Ein Privatleben wollten ihm seine Führungsoffiziere - sehr zum Unterschied von Helmut Zilk - nicht zugestehen. Als er 1977 eine Kellnerin heiraten will, untersagen ihm die Profi-Agenten eine Ehe, da seine Braut aus "Berufsgründen“ ein Sicherheitsrisiko darstelle.

K., der dem linken Parteiflügel der SPÖ angehörte, wurde im atheistischen "Freidenkerbund“ der SPÖ aktiv, den er nach Albrecht Konecny übernahm und von 1978 bis 1985 auch leitete. "K. war ein harmloser, netter Typ. Ich fand es rührend, wie sich die Partei um ihn bis zuletzt kümmerte“, so Konecny. K. wurde im August 1988 nach einem Herzinfarkt tot in seiner Wohnung aufgefunden. An der Feuerbestattung auf dem Wiener Zentralfriedhof nahm auch der frühere SPÖ-Zentralsekretär Fritz Marsch teil.

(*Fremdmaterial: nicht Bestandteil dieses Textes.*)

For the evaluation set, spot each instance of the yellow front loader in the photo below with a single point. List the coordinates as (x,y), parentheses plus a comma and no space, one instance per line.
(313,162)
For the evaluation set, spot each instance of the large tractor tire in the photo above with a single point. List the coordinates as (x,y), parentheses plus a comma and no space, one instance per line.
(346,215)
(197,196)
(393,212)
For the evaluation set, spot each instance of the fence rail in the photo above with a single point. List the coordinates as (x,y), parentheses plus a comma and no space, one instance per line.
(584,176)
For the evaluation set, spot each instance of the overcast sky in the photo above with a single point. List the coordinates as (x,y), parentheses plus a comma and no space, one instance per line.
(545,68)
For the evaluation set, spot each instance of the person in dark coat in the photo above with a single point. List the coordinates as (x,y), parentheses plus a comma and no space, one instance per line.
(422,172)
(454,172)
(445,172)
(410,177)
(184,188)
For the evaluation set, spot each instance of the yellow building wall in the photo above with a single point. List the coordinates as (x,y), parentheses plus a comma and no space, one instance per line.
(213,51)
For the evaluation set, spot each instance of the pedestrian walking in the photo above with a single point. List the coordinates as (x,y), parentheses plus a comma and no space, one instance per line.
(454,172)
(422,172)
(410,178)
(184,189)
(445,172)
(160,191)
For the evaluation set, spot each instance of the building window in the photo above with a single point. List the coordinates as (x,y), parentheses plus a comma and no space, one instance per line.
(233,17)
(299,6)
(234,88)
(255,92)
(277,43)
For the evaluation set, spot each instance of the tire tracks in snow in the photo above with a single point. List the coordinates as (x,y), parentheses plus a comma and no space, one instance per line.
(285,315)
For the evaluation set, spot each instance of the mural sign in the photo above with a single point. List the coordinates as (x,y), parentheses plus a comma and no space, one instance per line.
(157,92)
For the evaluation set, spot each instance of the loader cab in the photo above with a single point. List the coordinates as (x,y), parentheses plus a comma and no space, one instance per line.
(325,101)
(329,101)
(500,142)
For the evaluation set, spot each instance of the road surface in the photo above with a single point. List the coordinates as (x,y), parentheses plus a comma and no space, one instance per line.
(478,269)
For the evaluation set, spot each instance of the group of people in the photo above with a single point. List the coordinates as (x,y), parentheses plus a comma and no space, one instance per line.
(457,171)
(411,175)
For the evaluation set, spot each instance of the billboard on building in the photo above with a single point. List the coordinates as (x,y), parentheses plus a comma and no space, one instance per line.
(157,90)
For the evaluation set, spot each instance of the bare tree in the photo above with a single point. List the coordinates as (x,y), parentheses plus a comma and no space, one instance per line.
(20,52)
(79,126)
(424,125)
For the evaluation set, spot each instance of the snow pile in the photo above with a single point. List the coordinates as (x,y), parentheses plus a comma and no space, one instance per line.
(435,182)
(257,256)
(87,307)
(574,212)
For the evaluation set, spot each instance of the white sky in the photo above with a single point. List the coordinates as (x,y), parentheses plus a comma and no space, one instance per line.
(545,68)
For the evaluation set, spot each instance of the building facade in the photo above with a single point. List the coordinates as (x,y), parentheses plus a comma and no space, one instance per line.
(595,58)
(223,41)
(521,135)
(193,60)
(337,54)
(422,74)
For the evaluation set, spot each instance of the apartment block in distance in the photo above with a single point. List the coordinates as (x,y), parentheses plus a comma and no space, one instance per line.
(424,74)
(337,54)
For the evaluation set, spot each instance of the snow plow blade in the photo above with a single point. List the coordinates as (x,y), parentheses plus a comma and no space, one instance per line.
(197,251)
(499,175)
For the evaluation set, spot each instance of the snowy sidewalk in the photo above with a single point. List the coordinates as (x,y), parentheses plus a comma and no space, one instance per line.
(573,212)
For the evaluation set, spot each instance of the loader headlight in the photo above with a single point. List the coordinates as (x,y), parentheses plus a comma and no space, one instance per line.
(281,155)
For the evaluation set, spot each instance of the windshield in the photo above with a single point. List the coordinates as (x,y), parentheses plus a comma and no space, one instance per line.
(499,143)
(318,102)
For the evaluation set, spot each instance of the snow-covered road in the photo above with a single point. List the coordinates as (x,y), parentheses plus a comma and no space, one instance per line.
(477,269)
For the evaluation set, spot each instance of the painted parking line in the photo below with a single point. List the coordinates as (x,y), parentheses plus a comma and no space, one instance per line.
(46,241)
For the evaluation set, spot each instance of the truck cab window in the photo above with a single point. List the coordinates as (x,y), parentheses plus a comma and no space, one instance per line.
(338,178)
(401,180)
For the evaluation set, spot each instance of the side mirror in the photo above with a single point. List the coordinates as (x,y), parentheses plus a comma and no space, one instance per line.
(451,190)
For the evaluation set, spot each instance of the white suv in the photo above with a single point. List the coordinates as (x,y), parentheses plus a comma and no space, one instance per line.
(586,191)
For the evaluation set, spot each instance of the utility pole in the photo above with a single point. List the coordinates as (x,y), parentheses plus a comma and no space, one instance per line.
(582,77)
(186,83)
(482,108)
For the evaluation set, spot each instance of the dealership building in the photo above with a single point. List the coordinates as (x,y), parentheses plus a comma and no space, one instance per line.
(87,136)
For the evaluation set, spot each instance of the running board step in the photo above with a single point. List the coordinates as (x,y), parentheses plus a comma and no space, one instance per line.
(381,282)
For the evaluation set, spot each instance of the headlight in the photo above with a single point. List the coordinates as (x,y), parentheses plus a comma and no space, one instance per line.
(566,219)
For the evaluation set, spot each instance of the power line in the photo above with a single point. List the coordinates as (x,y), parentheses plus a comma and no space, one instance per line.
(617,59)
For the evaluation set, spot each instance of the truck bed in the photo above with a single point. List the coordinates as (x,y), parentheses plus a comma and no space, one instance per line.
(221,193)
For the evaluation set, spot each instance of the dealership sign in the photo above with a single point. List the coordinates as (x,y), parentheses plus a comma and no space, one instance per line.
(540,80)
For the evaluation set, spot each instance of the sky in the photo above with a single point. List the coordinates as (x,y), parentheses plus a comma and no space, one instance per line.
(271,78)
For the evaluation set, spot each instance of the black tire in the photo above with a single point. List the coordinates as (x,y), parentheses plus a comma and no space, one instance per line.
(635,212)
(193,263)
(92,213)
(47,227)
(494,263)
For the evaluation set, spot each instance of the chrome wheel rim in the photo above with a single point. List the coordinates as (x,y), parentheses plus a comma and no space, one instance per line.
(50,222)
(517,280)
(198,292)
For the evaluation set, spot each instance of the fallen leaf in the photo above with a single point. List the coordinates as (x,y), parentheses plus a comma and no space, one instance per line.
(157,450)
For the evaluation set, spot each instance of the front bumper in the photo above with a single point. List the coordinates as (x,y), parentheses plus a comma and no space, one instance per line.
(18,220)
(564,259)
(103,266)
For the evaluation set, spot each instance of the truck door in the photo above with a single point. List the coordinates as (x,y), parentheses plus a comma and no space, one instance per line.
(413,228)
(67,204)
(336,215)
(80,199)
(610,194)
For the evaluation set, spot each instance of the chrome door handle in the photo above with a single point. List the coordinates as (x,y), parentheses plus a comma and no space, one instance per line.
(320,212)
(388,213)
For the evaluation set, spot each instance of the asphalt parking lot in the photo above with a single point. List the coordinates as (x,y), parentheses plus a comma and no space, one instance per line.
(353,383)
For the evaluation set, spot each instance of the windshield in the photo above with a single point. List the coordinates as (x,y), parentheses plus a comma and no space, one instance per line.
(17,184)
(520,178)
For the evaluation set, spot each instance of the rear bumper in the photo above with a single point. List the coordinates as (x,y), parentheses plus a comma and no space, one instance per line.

Der tschechoslowakische Geheimdienst, der K. unter dessen Decknamen "Voral“ in den Akten führt, streicht ihn 1988 aus der Mitarbeiter-Liste. Unter den Aktenstücken findet sich im Prager Archiv eine von K. unterzeichnete Verpflichtungserklärung, in der er zusichert, "alle Arbeiten und Aufgaben korrekt und ehrlich zu verrichten“.

Der Geheimdienst-Experte an der Universität Graz, Siegfried Beer, sieht den Fall K. als "typischen Informanten im Kalten Krieg, durchaus vergleichbar mit Helmut Zilk oder Erwin L. vom Bundespressedienst, der ähnlich lange an den tschechoslowakischen Militärgeheimdienst geliefert hat und dafür ein Jahr Kittchen ausfasste.“

K. und Zilk wurden nie strafrechtlich belangt.